The following morning Michelle had left the house before Sofia woke so there could be no sisterly goodbye. After checking in her luggage and collecting her boarding pass, Sofia and her dad had sat sipping coffee and trying to make cheery conversation, none of which concerned Afghanistan. When the parting could no longer be put off they had stood together outside the departures gate. Their conversation had run dry. Pulling his daughter into his arms he had whispered how proud he was of her before abruptly letting go and pushing her away.

‘Go on, girl. Get out of here. The sooner you leave the sooner you’ll be back.’

Twenty-four hours later Sofia had been flying over Afghanistan in the freezing predawn, the folding black velvet night shadows of the barren central plains and valleys gliding by slowly below her. She knew the land was dotted with villages and crisscrossed by roads and dirt tracks but there was not a light to be seen.
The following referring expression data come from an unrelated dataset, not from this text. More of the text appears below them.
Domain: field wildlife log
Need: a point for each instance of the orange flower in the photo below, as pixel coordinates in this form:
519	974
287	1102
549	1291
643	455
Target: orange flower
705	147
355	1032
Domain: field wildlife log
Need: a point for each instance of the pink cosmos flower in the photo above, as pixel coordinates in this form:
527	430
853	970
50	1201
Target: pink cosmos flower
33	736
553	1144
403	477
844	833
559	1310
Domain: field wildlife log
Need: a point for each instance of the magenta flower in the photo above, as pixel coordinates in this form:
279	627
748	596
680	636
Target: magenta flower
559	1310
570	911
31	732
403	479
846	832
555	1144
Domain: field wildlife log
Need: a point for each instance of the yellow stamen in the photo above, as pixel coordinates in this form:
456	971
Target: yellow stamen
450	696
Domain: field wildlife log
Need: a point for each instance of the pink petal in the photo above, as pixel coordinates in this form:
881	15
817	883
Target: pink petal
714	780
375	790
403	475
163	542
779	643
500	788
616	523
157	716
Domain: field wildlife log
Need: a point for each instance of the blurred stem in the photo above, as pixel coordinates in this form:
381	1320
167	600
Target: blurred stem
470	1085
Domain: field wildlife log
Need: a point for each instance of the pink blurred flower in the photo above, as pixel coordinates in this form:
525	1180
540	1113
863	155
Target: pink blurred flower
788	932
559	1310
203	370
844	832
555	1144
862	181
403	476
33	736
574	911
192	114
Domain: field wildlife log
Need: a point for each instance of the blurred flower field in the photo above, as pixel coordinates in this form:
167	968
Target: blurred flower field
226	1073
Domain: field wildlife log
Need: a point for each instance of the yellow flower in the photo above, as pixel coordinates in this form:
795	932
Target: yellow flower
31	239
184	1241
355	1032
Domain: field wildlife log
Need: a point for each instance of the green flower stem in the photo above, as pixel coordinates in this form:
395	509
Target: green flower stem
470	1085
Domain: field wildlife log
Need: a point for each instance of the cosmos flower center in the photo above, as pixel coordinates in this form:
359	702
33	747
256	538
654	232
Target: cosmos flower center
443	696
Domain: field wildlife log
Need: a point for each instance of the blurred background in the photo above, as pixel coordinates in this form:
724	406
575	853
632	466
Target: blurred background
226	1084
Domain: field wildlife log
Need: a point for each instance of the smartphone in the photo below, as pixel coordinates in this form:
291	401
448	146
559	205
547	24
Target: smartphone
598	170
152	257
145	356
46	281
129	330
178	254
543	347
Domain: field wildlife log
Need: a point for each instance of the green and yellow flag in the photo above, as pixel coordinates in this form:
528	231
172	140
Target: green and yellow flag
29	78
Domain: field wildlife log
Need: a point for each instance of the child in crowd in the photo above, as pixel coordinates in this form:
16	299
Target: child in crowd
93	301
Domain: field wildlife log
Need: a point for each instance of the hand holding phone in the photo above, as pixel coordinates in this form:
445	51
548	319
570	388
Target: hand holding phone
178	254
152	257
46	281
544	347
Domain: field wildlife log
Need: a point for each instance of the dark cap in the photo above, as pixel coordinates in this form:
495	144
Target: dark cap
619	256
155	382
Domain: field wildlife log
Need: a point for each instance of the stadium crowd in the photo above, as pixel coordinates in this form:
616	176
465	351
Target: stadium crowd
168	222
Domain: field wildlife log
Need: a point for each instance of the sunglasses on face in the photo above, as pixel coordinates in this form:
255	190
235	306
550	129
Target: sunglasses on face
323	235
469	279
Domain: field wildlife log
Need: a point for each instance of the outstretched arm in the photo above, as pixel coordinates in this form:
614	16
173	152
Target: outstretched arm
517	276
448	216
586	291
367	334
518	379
An aid worker would later tell Sofia that the imagination was always worse than the reality when you were travelling to a new location. He had been right. On that first flight into Afghanistan, Sofia had felt herself riding a terrifying emotional rollercoaster – from fear, to wonder, to elation and back to fear, all in a matter of minutes. But then the dusty city of Kabul had come into view, and as the plane began its descent, dawn broke and Sofia saw the Hindu Kush for the first time and her heart soared. This was it: the place she had dreamed of.

Despite her outward enthusiasm on that first drive into the city with Jabril and Tawfiq, Sofia had found the city confusing, and would soon find it cold and unfriendly. It was impossible to hide her foreignness, and her rudimentary language skills were problematic, making it hard to diagnose her patients’ illnesses. In those first few weeks she had felt like she was sinking. She was also painfully, achingly lonely. She had made a mistake. The dream was a nightmare. Most nights she lay awake thinking about how she was going to tell Jabril and Zahra that she wasn’t the right person for the job and that they needed to get someone local. And then one morning, Ahmad and Hadi had smiled at her and then Omar had waved to her and Babur offered a free lunch, and as she was crossing the square one of her patients stopped to ask how she was settling in and her world began to change.